One of the interesting similarities between Montaigne, Shakespeare and Tolstoy is that all of them have flashes of romanticism — especially when speaking of youth — but then deeply unhappy descriptions of marriages, both in stories and personal reflections.

Montaigne was often reticent to admit to having any romantic feelings at all. But it’s hard to take his word on this when he brought up the subject so early in his project, in his second essay On Sadness. It’s in this essay where he famously quotes Catullus that a love that can be described burns on a small pyre. He lets out his romantic side seldomly, but memorably — in his Ovid essay How Difficulty Increases Desire. Even late in life he still circles the subject, trying to evade it by declaring himself too old to feel such love anymore. But when he writes about marriage, the tone turns bleak. Marriage becomes a contract, a cage, endured for family, not flame. The essay on Virgil is the most revealing: sex without intimacy, confession without confession, bravado about the penis where tenderness about the heart might have lived. There’s a haunted absence here — passion briefly acknowledged, then hurried away.

Shakespeare has a very different voice, but the pattern is familiar. His sonnets tremble with desire, jealousy, and adoration — purest poetry, unashamed. But his plays rarely let that lyric voice stand. The comedies pretend to end in marriage, but the marriages are hollow, provisional, often jokes at their own expense. The tragedies show what follows when love is bound into law: Othello strangling Desdemona, Lear howling over Cordelia, Macbeth and Lady Macbeth bound together in mutual ruin. The flame of love is undeniable in his verse, but once it hardens into a bond it curdles into suspicion, cruelty, or absurdity. Passion speaks lyrically; marriage staggers into catastrophe.

Tolstoy is starker still. He could describe the rapture of Levin mowing with peasants or Anna’s first kiss with Vronsky on a station platform, but his marriages are nearly all disasters. Family Happiness begins in bliss and ends in estrangement.

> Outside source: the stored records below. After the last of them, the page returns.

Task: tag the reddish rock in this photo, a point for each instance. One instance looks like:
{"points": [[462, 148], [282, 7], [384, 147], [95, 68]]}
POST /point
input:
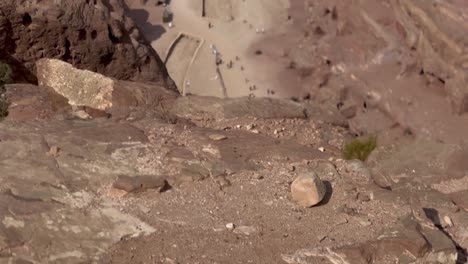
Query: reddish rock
{"points": [[93, 35]]}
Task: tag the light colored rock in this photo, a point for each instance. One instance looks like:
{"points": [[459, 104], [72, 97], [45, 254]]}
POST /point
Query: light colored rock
{"points": [[80, 87], [53, 151], [308, 190]]}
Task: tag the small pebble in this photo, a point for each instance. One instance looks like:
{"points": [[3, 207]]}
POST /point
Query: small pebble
{"points": [[217, 137]]}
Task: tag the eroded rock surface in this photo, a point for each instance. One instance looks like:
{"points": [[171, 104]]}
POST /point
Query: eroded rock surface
{"points": [[93, 35]]}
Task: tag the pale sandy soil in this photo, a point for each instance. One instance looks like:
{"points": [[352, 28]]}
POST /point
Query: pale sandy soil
{"points": [[233, 34]]}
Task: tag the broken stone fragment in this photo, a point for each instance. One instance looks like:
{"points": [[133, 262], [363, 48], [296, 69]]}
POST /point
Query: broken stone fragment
{"points": [[217, 137], [308, 190], [139, 183]]}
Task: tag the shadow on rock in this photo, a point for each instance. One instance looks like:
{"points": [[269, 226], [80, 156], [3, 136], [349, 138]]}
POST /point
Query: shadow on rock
{"points": [[328, 194], [141, 16]]}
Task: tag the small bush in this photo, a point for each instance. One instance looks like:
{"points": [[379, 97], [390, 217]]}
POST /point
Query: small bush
{"points": [[359, 149]]}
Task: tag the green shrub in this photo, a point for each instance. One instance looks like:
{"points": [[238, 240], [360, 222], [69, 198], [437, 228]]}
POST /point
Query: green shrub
{"points": [[5, 77], [359, 149]]}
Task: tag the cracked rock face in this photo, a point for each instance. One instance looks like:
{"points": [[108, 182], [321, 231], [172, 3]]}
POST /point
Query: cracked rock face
{"points": [[93, 35]]}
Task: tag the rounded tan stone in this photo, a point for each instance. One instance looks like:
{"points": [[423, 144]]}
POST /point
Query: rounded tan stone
{"points": [[308, 190]]}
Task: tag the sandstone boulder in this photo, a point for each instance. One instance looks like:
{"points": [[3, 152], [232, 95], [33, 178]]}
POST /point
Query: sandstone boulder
{"points": [[308, 190], [32, 102], [93, 35], [86, 88]]}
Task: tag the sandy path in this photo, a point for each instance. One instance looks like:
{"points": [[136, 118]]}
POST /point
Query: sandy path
{"points": [[233, 39]]}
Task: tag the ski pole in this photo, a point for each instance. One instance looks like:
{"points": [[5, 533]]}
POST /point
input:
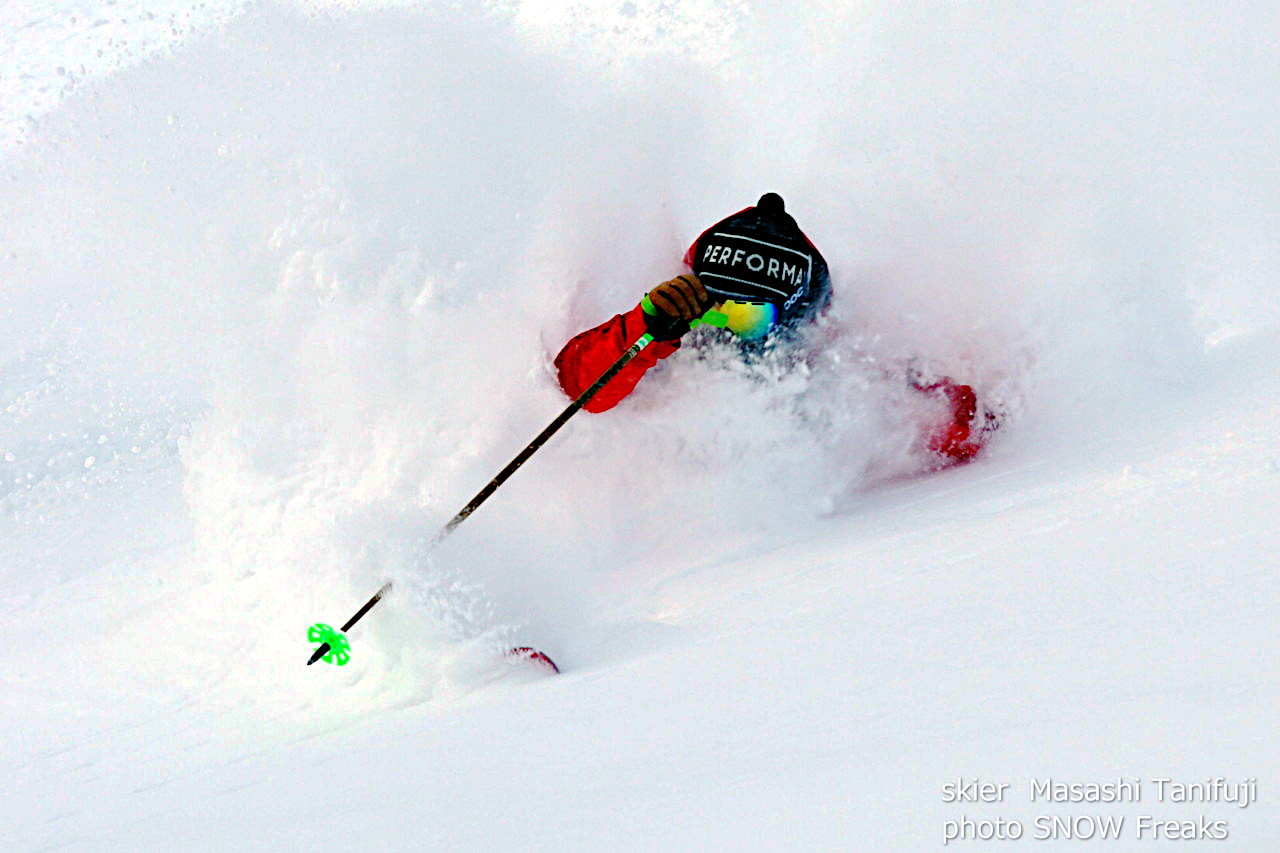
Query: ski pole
{"points": [[512, 466]]}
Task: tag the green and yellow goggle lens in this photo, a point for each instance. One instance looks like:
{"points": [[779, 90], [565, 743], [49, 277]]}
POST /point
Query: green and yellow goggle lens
{"points": [[748, 320]]}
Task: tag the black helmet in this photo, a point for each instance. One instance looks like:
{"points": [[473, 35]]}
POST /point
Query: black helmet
{"points": [[760, 255]]}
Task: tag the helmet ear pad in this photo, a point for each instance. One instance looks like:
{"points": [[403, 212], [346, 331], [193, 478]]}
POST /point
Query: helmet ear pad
{"points": [[759, 254]]}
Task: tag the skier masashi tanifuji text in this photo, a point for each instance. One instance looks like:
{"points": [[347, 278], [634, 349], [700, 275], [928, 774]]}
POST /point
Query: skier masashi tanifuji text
{"points": [[759, 277]]}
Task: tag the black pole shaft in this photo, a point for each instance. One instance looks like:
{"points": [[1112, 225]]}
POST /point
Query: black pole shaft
{"points": [[512, 466]]}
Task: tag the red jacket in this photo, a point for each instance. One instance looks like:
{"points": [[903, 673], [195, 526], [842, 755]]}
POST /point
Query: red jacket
{"points": [[592, 352]]}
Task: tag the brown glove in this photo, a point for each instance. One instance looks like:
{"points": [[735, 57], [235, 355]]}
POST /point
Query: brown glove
{"points": [[682, 297], [670, 306]]}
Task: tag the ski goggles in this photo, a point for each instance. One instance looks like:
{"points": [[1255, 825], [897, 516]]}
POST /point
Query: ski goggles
{"points": [[748, 320]]}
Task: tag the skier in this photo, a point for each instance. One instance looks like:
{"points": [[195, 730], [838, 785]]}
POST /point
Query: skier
{"points": [[758, 276]]}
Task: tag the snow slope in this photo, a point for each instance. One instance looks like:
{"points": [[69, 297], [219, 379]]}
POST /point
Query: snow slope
{"points": [[280, 290]]}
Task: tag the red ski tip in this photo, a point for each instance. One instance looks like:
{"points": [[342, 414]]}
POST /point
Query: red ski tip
{"points": [[533, 656]]}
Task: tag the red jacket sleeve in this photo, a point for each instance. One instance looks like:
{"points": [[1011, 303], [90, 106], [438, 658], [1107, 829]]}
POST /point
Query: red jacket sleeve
{"points": [[594, 351]]}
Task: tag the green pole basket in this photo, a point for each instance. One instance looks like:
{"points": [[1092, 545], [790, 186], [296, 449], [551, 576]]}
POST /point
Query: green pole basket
{"points": [[339, 649]]}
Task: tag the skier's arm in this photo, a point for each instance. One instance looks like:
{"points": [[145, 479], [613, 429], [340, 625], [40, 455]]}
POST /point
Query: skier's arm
{"points": [[594, 351]]}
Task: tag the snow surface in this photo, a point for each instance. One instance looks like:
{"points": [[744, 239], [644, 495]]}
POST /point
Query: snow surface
{"points": [[279, 290]]}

Anna Karenina makes passion luminous only to set it against the dead weight of legal and social bonds. The Kreutzer Sonata is a howl against sex and marriage alike. Resurrection strips the institution bare, showing it as a mechanism for ownership and hypocrisy. With Tolstoy the romantic flashes are powerful, but the portrait of marriage is consistently nightmarish, more angry than sad.

Across these centuries, the pattern rhymes: sudden moments of lyric passion, followed by the long gray description of the cage. Perhaps this is cultural — a Europe where marriage was contract and duty, not feeling. Perhaps it is personal — three men who could admit passion only briefly before shame, irony, or rage pulled them back. The tones differ: Montaigne uneasy, Shakespeare mocking, Tolstoy furious. But the oscillation is clear: the flame sung, the cage narrated.

There is a popular theory about all three men — that perhaps all of them were gay. Given the different cultural definitions, it would be more accurate to call them queer. For Montaigne, the focus is on La Boétie and the overpouring of emotion in his Friendship essay. For Shakespeare, it is the sonnets, many written to a “fair youth.” For Tolstoy, it is a journal entry that his wife Sonya often harassed him about, where he admitted to sexual attraction to young men.

There is no simple answer to this riddle. What remains is the pattern: passion fleeting, luminous, hard to sustain; marriage durable, heavy, often cruel. Montaigne, Shakespeare, Tolstoy: three voices that, despite their differences, leave us wondering whether love belongs more to the lyric instant than to the lifelong bond.